After an interrogation in the Gestapo's “house prison” at Prinz-Albrecht-Strasse 8 in Berlin, Gützlaff was from December 16, 1933 until June 5/6. Imprisoned in Columbia Concentration Camp on January 1st, 1934 . From 5./6. From January 1st to January 19th, 1934 he was a prisoner in the Oranienburg concentration camp . From January 19 to January 22, 1934, Nazi persecutors imprisoned him in the Alexanderplatz police prison . From January 22 to June 19, 1934 he was in custody in the prison in Berlin-Moabit . In the summer of 1934, Gützlaff was sentenced to 15 months in prison by the Berlin Higher Regional Court for “preparation for high treason” . He spent his imprisonment until March 19, 1935 in the Berlin-Plötzensee prison .
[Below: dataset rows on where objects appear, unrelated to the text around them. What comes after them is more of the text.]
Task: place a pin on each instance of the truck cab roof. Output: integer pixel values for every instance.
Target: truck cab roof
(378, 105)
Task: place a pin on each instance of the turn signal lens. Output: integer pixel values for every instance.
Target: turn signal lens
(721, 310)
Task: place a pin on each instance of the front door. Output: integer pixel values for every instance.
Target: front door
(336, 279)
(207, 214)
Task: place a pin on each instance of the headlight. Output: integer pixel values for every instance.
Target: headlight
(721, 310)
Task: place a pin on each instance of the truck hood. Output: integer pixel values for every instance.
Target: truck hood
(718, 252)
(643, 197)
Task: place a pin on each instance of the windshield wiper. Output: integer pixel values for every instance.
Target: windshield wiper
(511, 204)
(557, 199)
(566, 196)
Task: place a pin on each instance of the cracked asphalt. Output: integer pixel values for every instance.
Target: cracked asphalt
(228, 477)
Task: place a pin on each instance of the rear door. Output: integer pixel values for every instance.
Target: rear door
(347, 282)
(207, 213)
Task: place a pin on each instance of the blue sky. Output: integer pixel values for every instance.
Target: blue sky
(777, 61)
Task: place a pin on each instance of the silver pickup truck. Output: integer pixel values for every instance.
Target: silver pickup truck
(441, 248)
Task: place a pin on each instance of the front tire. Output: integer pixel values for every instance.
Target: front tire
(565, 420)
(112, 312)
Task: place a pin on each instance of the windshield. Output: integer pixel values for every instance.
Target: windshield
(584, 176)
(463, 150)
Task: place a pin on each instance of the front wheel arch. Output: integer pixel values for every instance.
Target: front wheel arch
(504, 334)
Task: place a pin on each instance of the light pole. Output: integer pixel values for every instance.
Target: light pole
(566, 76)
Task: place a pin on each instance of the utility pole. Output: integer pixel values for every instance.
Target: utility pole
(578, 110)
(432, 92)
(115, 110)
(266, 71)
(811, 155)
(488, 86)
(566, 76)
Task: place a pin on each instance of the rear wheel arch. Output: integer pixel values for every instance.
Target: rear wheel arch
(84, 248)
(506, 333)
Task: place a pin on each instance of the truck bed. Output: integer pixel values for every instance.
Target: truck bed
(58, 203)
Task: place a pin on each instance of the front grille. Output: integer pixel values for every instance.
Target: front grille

After his release from prison, Gützlaff continued to be under police surveillance. First he worked as a metal drill in the "Peiner Walzwerke" in Berlin-Marienfelde. He later worked for various metal companies in Berlin and Potsdam . According to his own statements at the end of the 1940s, the communist no longer actively participated in the resistance. Presumably Gützlaff meant the non-activity in the context of communist groups. Only recently it was possible to reconstruct that Gützlaff helped persecuted Jews at the risk of taking high risks. Among other things, he gave the Jewish orthopedic surgeon Kurt Hirschfeldt his ID card, in which his photo was inserted. Gützlaff's help for persecuted Jews in the early 1940s went undetected.

After the end of National Socialism , Gützlaff co-founded a KPD local group in Brodowin in 1945 . He took over the leadership of the local party group. From 1946 Gützlaff was a member of the SED . He was also active in the Free German Trade Union Federation (FDGB), in which he also took on several functions. At times Gützlaff was mayor in a village near Angermünde . He also qualified as a lawyer. From the early 1950s Gützlaff worked as a public prosecutor in East Berlin, where he also died.

Honors

At the beginning of November 2018, Gützlaff was honored by the Israeli memorial site Yad Vashem and the Israeli embassy in Berlin as “ Righteous Among the Nations ”. At a festive event it was recognized as a particularly outstanding achievement of the communist that Gützlaft risked his life during the Nazi era to save Jews. In the early 1940s, Gützlaff gave the Jewish orthopedic surgeon Kurt Hirschfeldt his ID card to protect him from persecution. A photo of Hirschfeld was added to Gützlaff's document.

literature

  • Stefan Heinz , Siegfried Mielke (ed.): Functionaries of the unified association of metal workers in Berlin in the Nazi state. Resistance and persecution (= trade unionists under National Socialism. Persecution - resistance - emigration. Volume 2). Metropol, Berlin 2012, ISBN 978-3-86331-062-2 , pp. 32, 151–154 (short biography), 284.
  • Stefan Heinz: Moscow's mercenaries? "The Union of Metal Workers in Berlin": Development and failure of a communist union. VSA-Verlag, Hamburg 2010, ISBN 978-3-89965-406-6 , pp. 312, 324, 368, 429, 453, 523.